4. If you haven’t done step #1 yet, it belongs here: Find a competent autism practitioner who understands and has TREATED autism (not just diagnosed it). If you don’t do this step, you are getting into territory which can result in little improvement, significant regression, or a sense that you are not doing “everything that can be done.” An appropriate medical workup should include a blood count, liver, kidney and thyroid function, nutritional health, and gastrointestinal testing. Blood, urine and stool samples may be required in order to gather such valuable and pertinent information about the patient.
5. Make sure that the child’s overall medical condition is clear. Simply because the child appears healthy, don’t forget that they are relatively non-verbal, resistant to pain and have a narrow range of expressive behaviors. How do we really know if the child is healthy unless appropriate lab work has been collected and reviewed so that your child is in top shape? I had a patient last week who was mildly anemic. Now, it may not seem like much, but, why worry about HBOT (which is an expensive and resource-intensive intervention that brings oxygen to distant tissues), when all a patient may have needed was a bit more iron in their diet? Similarly, gut-related signs and symptoms are rampant in ASD, and an astute practitioner needs to ferret out and treat such maladies.

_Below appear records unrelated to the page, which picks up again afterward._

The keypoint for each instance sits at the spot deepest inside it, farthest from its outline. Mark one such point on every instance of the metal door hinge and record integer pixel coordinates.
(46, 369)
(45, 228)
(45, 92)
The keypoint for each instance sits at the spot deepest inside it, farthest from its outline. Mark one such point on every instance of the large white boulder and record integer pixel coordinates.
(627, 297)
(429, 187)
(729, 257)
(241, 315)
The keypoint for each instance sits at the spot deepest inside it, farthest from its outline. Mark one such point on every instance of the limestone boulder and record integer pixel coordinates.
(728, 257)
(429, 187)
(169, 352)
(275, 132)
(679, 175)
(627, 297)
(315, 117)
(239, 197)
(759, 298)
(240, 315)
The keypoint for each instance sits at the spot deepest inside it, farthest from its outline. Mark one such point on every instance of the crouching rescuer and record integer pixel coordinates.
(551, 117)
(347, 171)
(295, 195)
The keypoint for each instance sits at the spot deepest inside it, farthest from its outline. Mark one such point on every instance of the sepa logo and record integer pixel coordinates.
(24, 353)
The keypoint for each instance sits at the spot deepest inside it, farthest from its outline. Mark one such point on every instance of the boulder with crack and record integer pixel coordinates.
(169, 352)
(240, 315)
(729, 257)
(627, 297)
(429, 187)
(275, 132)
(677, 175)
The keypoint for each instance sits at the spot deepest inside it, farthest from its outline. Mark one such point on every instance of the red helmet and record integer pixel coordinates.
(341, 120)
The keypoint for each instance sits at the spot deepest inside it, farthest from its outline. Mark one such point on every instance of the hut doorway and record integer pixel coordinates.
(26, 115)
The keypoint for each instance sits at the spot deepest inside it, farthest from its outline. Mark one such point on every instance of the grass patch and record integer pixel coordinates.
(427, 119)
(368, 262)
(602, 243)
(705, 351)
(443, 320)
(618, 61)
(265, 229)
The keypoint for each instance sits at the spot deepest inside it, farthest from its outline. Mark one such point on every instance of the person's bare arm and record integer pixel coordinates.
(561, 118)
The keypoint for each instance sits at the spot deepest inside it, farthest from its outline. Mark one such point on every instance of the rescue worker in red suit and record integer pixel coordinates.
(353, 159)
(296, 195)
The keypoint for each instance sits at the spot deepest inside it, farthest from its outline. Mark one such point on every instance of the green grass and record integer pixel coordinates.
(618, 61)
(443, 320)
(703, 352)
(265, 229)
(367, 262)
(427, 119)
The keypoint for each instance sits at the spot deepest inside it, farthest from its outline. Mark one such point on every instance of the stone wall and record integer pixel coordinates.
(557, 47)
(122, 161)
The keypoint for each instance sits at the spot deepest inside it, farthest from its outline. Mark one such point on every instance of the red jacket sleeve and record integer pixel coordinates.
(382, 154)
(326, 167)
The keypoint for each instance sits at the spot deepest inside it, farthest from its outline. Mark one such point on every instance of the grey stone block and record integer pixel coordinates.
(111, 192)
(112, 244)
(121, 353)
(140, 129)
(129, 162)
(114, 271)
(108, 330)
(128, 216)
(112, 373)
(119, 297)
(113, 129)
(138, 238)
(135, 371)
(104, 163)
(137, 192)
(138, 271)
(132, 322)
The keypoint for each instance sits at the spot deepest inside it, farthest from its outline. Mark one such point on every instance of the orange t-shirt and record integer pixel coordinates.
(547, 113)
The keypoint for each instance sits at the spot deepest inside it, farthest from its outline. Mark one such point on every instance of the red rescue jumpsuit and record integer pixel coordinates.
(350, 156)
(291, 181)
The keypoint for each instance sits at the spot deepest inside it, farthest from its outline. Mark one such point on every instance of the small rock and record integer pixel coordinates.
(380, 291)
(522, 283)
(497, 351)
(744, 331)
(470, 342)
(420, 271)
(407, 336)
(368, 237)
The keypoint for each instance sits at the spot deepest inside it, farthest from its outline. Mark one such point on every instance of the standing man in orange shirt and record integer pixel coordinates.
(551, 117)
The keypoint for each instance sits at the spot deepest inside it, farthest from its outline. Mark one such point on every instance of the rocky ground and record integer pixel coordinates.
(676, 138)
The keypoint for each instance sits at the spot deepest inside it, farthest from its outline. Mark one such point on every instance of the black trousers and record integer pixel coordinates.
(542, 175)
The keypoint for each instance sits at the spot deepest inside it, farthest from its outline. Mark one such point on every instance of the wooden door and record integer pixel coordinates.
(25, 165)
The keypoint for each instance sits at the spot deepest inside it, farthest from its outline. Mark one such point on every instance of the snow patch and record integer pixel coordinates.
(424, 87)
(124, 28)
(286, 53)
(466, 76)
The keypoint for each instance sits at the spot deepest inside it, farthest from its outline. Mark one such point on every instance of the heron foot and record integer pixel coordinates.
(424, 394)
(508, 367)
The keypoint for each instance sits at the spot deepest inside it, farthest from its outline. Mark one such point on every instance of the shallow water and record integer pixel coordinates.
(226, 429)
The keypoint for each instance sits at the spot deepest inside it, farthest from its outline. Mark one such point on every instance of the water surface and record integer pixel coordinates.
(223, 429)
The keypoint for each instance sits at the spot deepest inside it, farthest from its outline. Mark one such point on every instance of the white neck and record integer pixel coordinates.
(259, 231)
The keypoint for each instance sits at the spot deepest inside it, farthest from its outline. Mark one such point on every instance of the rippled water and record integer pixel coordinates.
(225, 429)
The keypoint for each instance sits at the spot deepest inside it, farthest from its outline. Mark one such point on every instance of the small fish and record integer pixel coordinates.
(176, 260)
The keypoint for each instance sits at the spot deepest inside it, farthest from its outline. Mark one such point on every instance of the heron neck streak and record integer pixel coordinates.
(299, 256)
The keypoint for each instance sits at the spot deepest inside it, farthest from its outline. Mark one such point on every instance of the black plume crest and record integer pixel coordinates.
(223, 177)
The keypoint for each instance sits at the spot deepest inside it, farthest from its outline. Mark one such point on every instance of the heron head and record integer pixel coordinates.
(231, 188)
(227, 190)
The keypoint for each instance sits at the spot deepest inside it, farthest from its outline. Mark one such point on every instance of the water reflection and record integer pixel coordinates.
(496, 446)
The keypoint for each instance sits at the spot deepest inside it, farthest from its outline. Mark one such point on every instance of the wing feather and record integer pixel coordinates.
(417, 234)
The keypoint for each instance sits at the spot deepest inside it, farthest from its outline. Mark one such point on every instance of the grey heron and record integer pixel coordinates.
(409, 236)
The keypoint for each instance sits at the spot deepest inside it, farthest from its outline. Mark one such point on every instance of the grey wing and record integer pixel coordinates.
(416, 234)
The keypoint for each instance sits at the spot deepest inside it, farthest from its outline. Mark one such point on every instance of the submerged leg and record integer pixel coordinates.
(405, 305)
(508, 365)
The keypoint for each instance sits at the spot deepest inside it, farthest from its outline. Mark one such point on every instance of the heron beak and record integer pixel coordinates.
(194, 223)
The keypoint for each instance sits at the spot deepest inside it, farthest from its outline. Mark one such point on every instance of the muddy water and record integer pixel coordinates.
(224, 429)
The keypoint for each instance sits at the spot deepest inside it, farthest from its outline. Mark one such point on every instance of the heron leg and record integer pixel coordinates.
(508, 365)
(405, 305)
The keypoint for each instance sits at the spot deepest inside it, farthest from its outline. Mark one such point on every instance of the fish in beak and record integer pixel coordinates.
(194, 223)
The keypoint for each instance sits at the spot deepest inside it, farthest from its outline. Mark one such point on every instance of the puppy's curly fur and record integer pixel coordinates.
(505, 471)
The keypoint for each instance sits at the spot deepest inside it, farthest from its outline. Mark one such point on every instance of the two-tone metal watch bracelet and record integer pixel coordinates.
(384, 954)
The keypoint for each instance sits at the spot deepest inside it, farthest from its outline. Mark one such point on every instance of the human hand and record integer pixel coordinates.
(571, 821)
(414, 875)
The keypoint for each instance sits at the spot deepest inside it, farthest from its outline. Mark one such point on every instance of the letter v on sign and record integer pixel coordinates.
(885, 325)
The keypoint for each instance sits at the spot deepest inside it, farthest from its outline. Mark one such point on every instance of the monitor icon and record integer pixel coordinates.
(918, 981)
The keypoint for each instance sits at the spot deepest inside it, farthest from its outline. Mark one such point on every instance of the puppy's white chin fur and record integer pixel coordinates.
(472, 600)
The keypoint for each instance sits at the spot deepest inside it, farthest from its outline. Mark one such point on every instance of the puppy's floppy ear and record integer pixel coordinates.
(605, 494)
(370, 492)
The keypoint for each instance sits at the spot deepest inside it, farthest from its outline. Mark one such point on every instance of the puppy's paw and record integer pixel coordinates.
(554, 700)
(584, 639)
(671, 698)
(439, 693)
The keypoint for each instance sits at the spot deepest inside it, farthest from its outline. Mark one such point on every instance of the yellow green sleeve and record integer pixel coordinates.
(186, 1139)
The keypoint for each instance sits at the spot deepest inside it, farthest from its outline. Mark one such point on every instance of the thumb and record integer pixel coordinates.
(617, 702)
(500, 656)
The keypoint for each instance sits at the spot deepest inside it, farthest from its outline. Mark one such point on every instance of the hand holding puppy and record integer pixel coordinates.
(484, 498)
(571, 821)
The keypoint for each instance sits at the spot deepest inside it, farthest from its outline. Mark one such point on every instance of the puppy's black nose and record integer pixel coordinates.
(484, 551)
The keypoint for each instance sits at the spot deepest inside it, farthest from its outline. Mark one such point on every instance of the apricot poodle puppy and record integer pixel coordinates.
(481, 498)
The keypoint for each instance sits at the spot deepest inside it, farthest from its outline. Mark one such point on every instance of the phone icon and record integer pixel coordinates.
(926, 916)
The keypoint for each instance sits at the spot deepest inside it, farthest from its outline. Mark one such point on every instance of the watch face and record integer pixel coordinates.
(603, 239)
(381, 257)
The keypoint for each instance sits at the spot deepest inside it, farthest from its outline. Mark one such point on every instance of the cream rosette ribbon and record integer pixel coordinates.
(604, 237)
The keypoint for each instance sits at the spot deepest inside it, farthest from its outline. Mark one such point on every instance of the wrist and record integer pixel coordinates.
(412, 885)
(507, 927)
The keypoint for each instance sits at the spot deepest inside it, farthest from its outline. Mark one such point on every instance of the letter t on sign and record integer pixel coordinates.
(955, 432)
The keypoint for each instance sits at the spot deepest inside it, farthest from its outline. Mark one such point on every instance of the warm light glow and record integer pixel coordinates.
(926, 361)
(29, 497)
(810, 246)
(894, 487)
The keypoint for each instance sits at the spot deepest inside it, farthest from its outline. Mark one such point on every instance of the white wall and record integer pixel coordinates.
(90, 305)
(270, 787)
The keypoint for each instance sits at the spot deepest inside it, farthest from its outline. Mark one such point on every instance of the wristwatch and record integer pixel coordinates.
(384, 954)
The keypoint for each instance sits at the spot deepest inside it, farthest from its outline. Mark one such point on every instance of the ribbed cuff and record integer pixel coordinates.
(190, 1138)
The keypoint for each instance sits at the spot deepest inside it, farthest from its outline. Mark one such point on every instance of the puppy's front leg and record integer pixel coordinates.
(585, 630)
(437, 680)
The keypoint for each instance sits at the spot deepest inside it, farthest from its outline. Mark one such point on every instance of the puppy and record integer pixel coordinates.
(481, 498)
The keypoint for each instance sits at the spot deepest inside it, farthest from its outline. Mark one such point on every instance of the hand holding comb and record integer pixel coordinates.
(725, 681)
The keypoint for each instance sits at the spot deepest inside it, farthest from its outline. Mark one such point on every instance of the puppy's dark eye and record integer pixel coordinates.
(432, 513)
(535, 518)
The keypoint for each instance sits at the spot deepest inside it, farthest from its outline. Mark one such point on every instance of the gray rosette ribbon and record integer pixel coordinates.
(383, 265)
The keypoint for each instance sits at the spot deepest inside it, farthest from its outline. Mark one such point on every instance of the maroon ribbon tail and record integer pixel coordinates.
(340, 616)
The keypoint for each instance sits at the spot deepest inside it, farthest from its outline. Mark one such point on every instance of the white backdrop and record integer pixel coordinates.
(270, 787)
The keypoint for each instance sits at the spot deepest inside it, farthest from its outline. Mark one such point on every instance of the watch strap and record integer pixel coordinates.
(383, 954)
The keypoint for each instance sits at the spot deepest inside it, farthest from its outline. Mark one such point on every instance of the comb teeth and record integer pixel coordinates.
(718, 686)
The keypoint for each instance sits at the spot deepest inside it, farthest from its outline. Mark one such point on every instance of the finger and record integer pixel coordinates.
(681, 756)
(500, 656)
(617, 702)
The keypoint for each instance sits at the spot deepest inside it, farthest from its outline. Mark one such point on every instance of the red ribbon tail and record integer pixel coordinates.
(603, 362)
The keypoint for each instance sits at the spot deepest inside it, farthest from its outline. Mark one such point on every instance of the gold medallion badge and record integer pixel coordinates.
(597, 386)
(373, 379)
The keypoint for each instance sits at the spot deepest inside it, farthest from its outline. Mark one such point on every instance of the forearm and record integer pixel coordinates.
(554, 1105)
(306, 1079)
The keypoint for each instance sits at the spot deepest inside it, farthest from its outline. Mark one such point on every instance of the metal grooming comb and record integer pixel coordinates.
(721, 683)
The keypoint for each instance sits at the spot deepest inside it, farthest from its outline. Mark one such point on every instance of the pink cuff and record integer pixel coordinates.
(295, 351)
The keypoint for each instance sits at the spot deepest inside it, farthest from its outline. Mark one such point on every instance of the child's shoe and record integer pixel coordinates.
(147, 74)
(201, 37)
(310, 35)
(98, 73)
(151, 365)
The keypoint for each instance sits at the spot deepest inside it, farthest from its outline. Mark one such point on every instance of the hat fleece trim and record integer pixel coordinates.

6. Follow a protocol. This is one of the most difficult parts of the initial treatment, because apparent regression can follow even the most uncomplicated interventions. For example, the negative behaviors that may result from bacterial or fungal ‘die-off’ when strong probiotics are initiated is frightening to families and requires coaching and counseling in order for the patient to achieve G-I balance. This step alone has discouraged too many parents from continuing biomedical intervention. As we increase cellular energy with supplementation, I frequently advise parents, “The side effect of giving a patient more energy is that the child will have more energy!” For aggressive or disruptive children, this is no small matter and there may need to be some changes or additional supplements to handle that alteration. In practically all areas of medicine, following protocols and altering them as things change is the hallmark of a successful course of action.
That’s it. Just a few steps that should be taken once the diagnosis is entertained to insure that, by today’s standards, everything that CAN be done is being done for your potentially-affected child.